3-A reminder of the due dates
It is always preferable to set a schedule or a reminder of the dates of payment of installments to avoid any delay penalties or any additional charges. In this regard, the Corporation has obligated funding agencies to determine the deduction date to be compatible with the date of depositing the monthly salary and that is specified in the payment schedule or agreed upon later with the customer through one of the documented means of communication, and a commitment to deduct the monthly installment on the agreed deduction date. As for the credit card, the card issuer must send a monthly account statement at least three weeks before the due date.
4-Determine the minimum payment
If it is impossible to comply with the payment of all amounts due to an emergency or because of the necessary spending increase in some months of the year, then looking at the payment of the minimum amount may be a temporary solution.
For example, paying the minimum amount on credit cards may be better than not paying at all, as this keeps the credit report free from any default. It also avoids the person paying fees in the event of default on the specified date. However, it should be noted that this will not exempt him from paying the fees ( the annual percentage rate ) applied to the remaining amount due.
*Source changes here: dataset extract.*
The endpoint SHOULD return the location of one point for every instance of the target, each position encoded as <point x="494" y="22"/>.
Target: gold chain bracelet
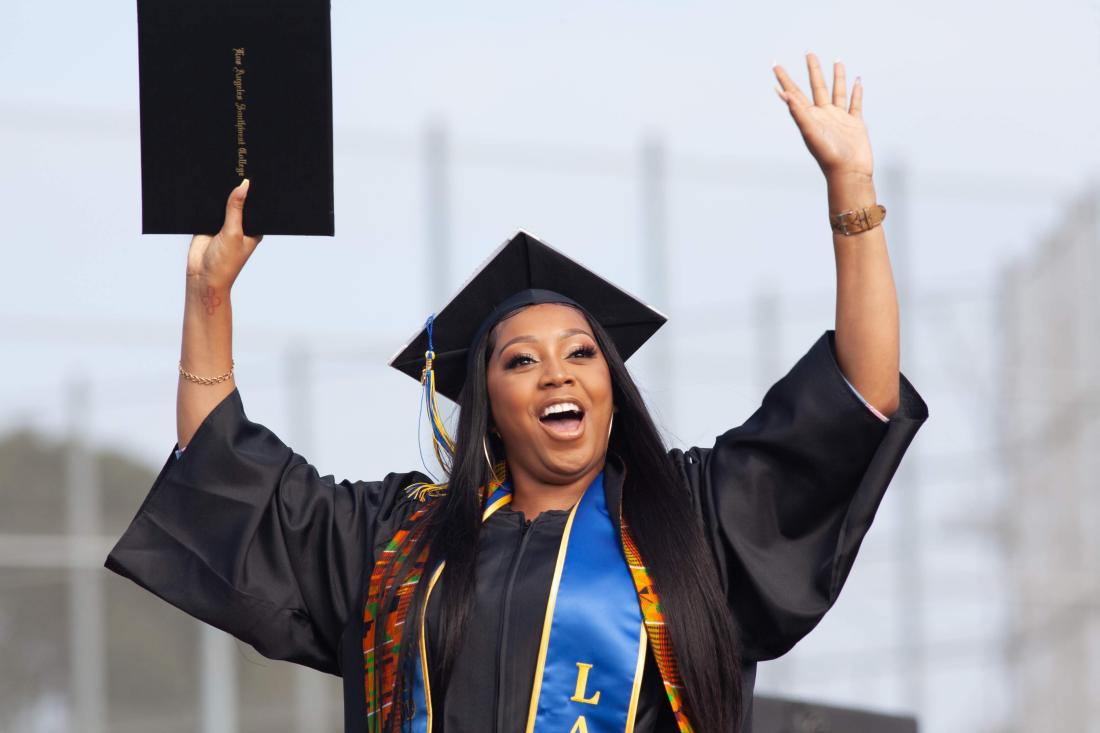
<point x="207" y="380"/>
The main goal of this step is to avoid getting stuck.
Thus, we see how important it is to be familiar with all the details of debts before obtaining them and to ensure their compatibility with the monthly salary to ensure that there is no default or increase the financial pressure on the monthly budget.
It also helps you to prioritize repayment, without knowing the size of each debt, the cost, and the due date, it will not be worth paying in an indiscriminate and ill-considered manner.